第8回 売掛金を持たないと資金繰りにどう影響するのかを考える
前回は、中小企業は貸借対照表にはできるだけ現金以外の資産を持たないようにした方が
資金繰りや、新しいことにチャレンジする上で有利ですよとお伝えしました。
今回は、売上債権について説明をします。
売掛金とは
売掛金というのは、ツケで販売した場合に代金を受けとる権利のことです。
会計上、売上はお客様に商品を販売した時点で認識します。
お金をもらったタイミングではありません。
例えば、今月商品を販売して請求書を発行し、代金は翌月回収したとします。
月末には回収していないわけですから、その月の貸借対照表には未回収の売掛金が
記載されることとなります。
損益計算書に売上高は計上されていますが、代金は回収されていません。
これが、利益が出たからといって現金が増えるわけではないことの理由のひとつです。
売掛金は永久に回収できない
翌月回収されるからいいじゃないか、と思われるかもしれません。
しかし、翌月になると新たな売上が計上され、未回収の売掛金が発生します。
このように、売掛金は商売をやめない限り永久に回収できないのです。
同じ売り上げでも回収条件で資金繰りが変わる
毎月コンスタントに100万円の売上が上がる会社A社B社C社D社があるとします。
A社は、商品の引き渡しと同時に現金決済をしています。
B社は、掛け売りをしていてその月納品分の代金を翌月に請求し、翌月中に回収しています。

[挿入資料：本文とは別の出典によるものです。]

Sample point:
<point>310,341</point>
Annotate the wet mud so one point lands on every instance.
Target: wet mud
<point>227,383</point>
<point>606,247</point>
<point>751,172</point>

C社は、B社と同様掛け売りをしていますが、代金は3カ月の手形で回収しています。
D社は、注文があったら代金をいただき、それから納品をしています。
この回収条件で起業し、1年が経過したときの回収状況を見てみます。
売上高は4社とも1200万円です。
A社は、売上と同時に入金があるので、その1年間の入金は1200万円です。
貸借対照表には売掛金が表示されていません。
B社は、売上の翌日に入金があるので、最終月の売上代金は決算日現在では回収できていません。
1年間の入金は1100万円で、貸借対照表には売掛金100万円が計上されます。
C社は、売上の翌月に手形による代金の回収があり、さらに3カ月後にならないと
手形が決済されません。
4月の売上は5月に手形で回収され、3カ月後の8月にやっと代金が回収されます。
売上は1200万円ですが、決算前の4カ月分の売上は期末において回収されておらず
800万円のみが入金されています。
貸借対照表には売掛金100万円と受取手形300万円が表示されています。
D社は、決算の翌月の売上代金をすでにいただいているとすると
売上高は1200万円ですが、入金は1300万円あるかもしれません。
貸借対照表には売掛金は表示されず、売掛金のマイナス項目とも言える
前受金が100万円計上されています。
売上高が翌期以降も変わらなければ、以後は4社とも1年間の代金回収額は同じになります。
しかし、売上高が増加すれば売掛金も増えるので、また回収額に差が生じます。
(逆に売上が減少したときには、BやCに多く入金されます)
売上債権と仕入債務のサイトの負け部分を金融機関からの借入金に頼っている
中小企業は多いと思いますが、売上債権を少なくするということは
この借入金を少なくすることでもあります。
貸借対照表に計上される売上債権をできるだけ少なくすることは
残念ですが社員さんたちが考えてくれることはありません。
中小企業の貸借対照表は社長が作るものですから、売上代金の回収については
社長がその方針を考え、社長がその態度を示すべきです。